Todos olham para os pratos, porém Machenka tem a impressão de que todos a fi­tam. Sente como que uma opressão na garganta e prorrompe em pranto, tapando o rosto com o lenço.

 — Desculpem-me — balbucia —, a ca­beça dói-me muito. Vou-me embora...

Levanta-se pesadamente, fazendo baru­lho com a cadeira e, ainda mais perturbada, abandonada a mesa.

 — Meu Deus! Para que foi você procurar no quarto dela? — diz Nicolai Serguievitch. — Isso não se faz. Não é direito...

 — Não digo que foi ela que tirou o broche — contesta Fedosia Vasilevna. —Mas, você põe a mão no fogo por ela?

 — Claro que não... Contudo, revistá-la foi uma infâmia... Além disso, a lei não lhe confere direito para fazê-lo.

— Não conheço a lei. Sei que me furtaram o broche e quero encontrá-lo. E o encontrarei! — exclamou, encolerizada e batendo com o garfo no prato. — E, você, coma e não se meta nos meus negócios!

Nicolai Serguievitch suspira e baixa timi­damente os olhos.

 Entrementes, Machenka chega a seu quarto e deixa-se cair na cama. Já não sente medo, nem vergonha, somente um desejo irre­sistível de enfrentar aquela mulher altiva, in­sensível, estúpida e feliz, e esbofeteá-la. Pensa no grande prazer que teria se pudesse sair e comprar um broche de melhor qualidade e atirá-lo na cara da patroa. Põe-se contente a imaginar Fedosia Vasilevna sem fortuna e obri­gada a pedir esmolas, enquanto ela, Machenka, a ultrajada, lhe prestaria auxílio... Ah se fosse possível receber uma herança, comprar um carro e passar ruidosamente diante das janelas da patroa...

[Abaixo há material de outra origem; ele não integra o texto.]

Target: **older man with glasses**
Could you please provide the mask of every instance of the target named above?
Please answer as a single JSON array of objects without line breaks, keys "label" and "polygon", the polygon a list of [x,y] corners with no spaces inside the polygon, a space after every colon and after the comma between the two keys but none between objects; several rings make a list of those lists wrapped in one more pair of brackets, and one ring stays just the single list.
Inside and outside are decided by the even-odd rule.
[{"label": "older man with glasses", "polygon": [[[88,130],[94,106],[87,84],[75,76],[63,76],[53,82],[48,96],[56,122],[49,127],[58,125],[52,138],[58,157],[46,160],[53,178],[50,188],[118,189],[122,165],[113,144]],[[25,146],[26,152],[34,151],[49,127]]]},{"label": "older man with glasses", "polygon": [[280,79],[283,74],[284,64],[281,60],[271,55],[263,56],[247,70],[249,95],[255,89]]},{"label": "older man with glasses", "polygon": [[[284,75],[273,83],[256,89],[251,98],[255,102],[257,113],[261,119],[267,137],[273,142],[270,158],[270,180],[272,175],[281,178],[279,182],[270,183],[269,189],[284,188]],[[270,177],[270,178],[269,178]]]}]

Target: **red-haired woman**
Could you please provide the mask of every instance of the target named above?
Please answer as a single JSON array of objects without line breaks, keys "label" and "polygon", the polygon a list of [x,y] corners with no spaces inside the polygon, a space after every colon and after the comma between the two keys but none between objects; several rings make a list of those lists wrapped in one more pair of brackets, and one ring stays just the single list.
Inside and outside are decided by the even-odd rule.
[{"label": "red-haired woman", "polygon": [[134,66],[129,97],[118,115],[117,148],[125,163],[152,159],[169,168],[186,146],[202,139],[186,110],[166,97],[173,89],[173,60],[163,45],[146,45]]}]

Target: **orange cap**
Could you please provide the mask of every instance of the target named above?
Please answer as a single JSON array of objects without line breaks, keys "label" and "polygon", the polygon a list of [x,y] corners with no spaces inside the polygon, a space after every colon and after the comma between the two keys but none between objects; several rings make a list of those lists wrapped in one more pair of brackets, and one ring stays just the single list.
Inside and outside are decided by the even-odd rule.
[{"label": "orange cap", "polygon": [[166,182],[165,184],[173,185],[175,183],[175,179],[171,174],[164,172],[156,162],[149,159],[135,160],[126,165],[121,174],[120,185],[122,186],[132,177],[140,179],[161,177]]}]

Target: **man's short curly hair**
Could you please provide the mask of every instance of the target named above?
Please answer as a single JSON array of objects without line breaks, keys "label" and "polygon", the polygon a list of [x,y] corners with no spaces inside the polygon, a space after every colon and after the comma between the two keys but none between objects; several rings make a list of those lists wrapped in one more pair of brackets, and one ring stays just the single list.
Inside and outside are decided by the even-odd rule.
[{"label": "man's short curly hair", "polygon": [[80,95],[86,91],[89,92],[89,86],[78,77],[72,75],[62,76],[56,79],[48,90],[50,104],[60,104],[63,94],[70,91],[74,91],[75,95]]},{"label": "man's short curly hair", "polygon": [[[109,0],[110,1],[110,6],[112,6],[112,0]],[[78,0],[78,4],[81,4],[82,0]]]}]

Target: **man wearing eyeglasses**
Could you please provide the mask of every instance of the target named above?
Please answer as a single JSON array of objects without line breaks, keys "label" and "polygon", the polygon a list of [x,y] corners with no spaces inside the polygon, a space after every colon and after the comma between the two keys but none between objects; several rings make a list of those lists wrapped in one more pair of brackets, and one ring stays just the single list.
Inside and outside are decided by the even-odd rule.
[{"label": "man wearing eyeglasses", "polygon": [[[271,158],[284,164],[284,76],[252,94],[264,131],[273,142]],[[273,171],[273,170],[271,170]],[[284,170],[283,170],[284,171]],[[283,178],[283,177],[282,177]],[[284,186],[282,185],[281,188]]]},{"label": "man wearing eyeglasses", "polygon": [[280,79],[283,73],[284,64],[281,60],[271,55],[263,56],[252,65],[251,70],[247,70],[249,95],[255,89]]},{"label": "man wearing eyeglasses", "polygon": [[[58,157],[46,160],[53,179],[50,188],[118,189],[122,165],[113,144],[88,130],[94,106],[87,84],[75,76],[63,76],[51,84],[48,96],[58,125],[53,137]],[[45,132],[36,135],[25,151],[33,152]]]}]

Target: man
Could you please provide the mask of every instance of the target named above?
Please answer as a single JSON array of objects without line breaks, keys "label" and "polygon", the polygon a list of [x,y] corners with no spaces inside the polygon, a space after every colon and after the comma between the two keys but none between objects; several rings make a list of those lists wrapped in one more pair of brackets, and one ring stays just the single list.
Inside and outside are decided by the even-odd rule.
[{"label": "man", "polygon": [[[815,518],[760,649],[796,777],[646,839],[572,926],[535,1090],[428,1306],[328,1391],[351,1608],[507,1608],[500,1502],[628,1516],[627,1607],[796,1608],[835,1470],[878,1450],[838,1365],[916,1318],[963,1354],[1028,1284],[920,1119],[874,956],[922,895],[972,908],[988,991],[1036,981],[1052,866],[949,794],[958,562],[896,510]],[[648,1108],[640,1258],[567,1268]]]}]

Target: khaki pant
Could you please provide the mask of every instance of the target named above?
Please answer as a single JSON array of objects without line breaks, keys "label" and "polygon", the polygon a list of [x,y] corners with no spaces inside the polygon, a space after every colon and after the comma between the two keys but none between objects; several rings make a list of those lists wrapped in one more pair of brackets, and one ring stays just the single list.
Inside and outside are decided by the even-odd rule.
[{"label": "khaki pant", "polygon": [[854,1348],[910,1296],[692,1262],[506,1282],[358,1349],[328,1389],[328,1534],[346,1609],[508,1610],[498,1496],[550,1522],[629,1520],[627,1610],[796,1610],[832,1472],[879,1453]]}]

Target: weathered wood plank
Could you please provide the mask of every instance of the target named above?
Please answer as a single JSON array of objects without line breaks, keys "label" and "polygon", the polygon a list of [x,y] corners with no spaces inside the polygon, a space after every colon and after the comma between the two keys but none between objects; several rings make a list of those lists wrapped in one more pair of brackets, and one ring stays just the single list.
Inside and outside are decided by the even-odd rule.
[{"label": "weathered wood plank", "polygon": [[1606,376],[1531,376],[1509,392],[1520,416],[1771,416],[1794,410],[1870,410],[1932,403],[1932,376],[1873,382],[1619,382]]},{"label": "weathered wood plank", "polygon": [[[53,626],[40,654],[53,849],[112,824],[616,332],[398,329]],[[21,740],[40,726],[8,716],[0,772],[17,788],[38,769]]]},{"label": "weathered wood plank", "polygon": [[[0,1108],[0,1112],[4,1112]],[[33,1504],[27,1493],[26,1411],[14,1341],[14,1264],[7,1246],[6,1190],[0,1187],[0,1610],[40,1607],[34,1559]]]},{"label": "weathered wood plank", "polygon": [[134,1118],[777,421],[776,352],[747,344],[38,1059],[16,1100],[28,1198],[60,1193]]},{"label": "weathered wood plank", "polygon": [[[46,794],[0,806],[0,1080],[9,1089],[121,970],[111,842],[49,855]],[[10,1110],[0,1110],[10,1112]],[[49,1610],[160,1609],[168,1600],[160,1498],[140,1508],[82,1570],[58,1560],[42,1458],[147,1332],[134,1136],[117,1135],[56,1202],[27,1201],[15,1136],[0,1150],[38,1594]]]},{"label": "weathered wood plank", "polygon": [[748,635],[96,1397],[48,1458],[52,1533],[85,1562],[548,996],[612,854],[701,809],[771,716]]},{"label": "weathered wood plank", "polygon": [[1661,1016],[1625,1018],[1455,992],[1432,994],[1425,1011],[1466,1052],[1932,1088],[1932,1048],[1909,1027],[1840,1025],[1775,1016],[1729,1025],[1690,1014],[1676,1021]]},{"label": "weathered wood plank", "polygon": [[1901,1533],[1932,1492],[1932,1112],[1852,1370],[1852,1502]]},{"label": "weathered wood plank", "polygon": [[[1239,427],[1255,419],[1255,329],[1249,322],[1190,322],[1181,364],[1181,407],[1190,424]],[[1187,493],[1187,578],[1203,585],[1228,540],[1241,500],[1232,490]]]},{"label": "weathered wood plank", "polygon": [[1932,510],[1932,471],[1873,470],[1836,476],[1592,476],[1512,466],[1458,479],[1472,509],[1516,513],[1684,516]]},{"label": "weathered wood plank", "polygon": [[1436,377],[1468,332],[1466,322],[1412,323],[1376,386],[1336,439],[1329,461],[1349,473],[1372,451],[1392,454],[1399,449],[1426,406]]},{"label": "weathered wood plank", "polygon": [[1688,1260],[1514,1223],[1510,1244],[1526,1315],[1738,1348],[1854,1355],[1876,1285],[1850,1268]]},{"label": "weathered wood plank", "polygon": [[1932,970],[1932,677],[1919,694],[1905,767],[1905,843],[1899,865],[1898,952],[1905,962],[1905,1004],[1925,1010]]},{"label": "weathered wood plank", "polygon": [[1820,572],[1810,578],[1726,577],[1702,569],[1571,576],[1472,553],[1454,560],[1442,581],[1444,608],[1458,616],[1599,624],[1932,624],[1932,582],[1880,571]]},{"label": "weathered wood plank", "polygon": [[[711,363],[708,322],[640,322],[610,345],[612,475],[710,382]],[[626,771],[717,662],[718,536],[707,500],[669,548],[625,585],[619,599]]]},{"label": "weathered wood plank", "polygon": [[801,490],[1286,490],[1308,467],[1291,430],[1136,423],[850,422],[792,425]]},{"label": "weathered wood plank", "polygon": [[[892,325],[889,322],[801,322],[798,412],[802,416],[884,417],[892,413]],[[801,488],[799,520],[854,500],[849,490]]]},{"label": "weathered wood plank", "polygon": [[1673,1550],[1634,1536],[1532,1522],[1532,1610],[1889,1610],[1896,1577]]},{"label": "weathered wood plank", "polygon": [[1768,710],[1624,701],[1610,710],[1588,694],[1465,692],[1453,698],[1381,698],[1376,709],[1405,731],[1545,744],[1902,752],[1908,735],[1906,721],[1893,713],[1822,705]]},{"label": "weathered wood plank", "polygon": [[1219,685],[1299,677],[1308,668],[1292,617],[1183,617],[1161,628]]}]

Mas tudo isso é ilusão: na realidade, não havia outra coisa a fazer senão ir para casa, sem perda de tempo. Por outro lado, como era hor­rível voltar a viver ao lado de sua família, onde falta tudo! Machenka não se sente capaz de en­carar novamente a patroa, nem continuar vi­vendo em seu quartinho, onde se sufoca. Fedosia Vasilevna, meio louca com a sua pre­tensa aristocracia e suas doenças imaginárias, inspira-lhe horror, e tudo que se relaciona com aquela mulher parece-lhe feio e insuportável. Machenka salta da cama e começa a arrumar as coisas.

— Posso entrar? — pergunta em voz baixa, do outro lado da porta, Nicolai Serguievitch, que se aproxima cautelosamente.

— Entre.

Nicolai empurra a porta. Seus olhos estão velados e o seu nariz vermelho brilha. Depois de comer, costuma beber cerveja e isso se nota no modo de caminhar e na debilidade das mãos.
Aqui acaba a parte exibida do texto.